Comparando o que se vê por aqui com a bola que rola lá fora parece que são esportes com regras diferentes. Não é a qualidade técnica das transmissões ou mesmo os belos gramados mundo afora. É a velocidade do jogo, a eficiência do VAR, é torcer por jogadores profissionais em campo - no Brasil, parecem crianças birrentas, dando chilique a cada oportunidade, para ganhar um pirulito. 

Aos poucos, o torcedor vai se cansando. Os narradores já não aguentam mais. Principalmente porque, do tripé do nosso futebol até então: drible, malandragem e catimba, só sobrou o último integrante. 

E a catimba sozinha não ajuda em nada o esporte. Aquela cera longa do goleiro, dois, três minutos no chão; o jogador que cai do nada, o time correndo e ameaçando o juiz em lances de simples definição. Tudo isso ganha espaço dentro do então chamado futebol. A cada rodada, fica mais difícil assistir a um jogo até o fim.

Junte a isso o nível técnico miserável, a falta de ídolos, as promessas que não deixam de ser promessas, a invasão de jogadores estrangeiros desconhecidos (em transações bem esquisitas), temos mais uma morte, dessa vez a derradeira, do futebol brasileiro. 
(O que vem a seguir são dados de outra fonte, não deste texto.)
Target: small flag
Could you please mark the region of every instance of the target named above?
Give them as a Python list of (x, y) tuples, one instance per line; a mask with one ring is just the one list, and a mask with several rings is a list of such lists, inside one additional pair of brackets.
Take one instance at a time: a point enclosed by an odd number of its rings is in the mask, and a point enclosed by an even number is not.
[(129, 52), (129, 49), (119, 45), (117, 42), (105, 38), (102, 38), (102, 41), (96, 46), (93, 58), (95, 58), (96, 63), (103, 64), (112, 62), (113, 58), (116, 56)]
A primeira morte, a morrida, foi em 2014, com o sete a um, dentro de casa. Essa ficou para trás. O brasileiro é caprichoso: assim como Quincas Berro D'água, malandro de Jorge Amado, resolveu escolher como e quando morrer. 

E aqui estamos, finalmente em uma morte matada, disputando um campeonato patrocinado por casas de apostas virtuais - e por isso legalizadas - com jogadores desconhecidos em campo, levando tudo no grito; um cai-cai maldito, o VAR que não funciona, a elitização das arquibancadas e, finalmente e o mais importante, a bola murcha generalizada.

Uma morte de cima para baixo, de quem manda para quem obedece, sem pompa e circunstância, sem poesia, sem identidade: um tripé de um pé só é corrompido. 

Batatinha, malandro real, abraçaria o malandro da ficção, Berro D'água, para afogar as mágoas: isso, claro, se ele desse um jeito de pagar (ou arranjar) uma cerveja dentro do estádio. Morreu e morreu o futebol brasileiro. 

Pedro Duarte é jornalista, escritor e apresentador do podcast This is Brazil.